Mais la tâche sera particulièrement ardue. Les favoris sont bien évidemment les Bruins de Boston. Les finalistes de l’an dernier ont gagné le trophée des présidents qui récompense l’équipe qui a obtenu le plus de points en saison régulière. Avec 117, ils devancent d’un point les Ducks d’Anaheim. Jonas Hiller pourrait donc bien être le deuxième gardien suisse à gagner la coupe Stanley.
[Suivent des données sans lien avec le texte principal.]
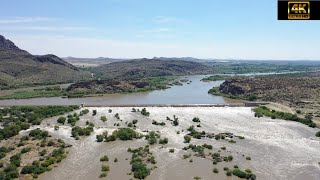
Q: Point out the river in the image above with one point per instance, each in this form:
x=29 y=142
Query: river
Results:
x=195 y=92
À moins que ce ne soit Reto Berra et l’Avalanche du Colorado. L’équipe du jeune entraîneur Patrick Roy est la belle surprise de la saison. Le gardien québécois qui gagna la coupe avec David Aebischer et l’Avalanche en est à sa première saison derrière un banc de ligue nationale. Son équipe parmi les dernières de la saison 2012/2013 vole de succès en succès. Le rêve ira-t-il jusqu’au bout ?

Elles sont 16 équipes à faire encore le même rêve. Les séries de 7 matchs au maximum débutent mercredi 16 avril. En juin une seule équipe atteindra le toit du hockey.

Une partie au Centre Bell est toujours un moment magique.

Une partie au Centre Bell est toujours un moment magique.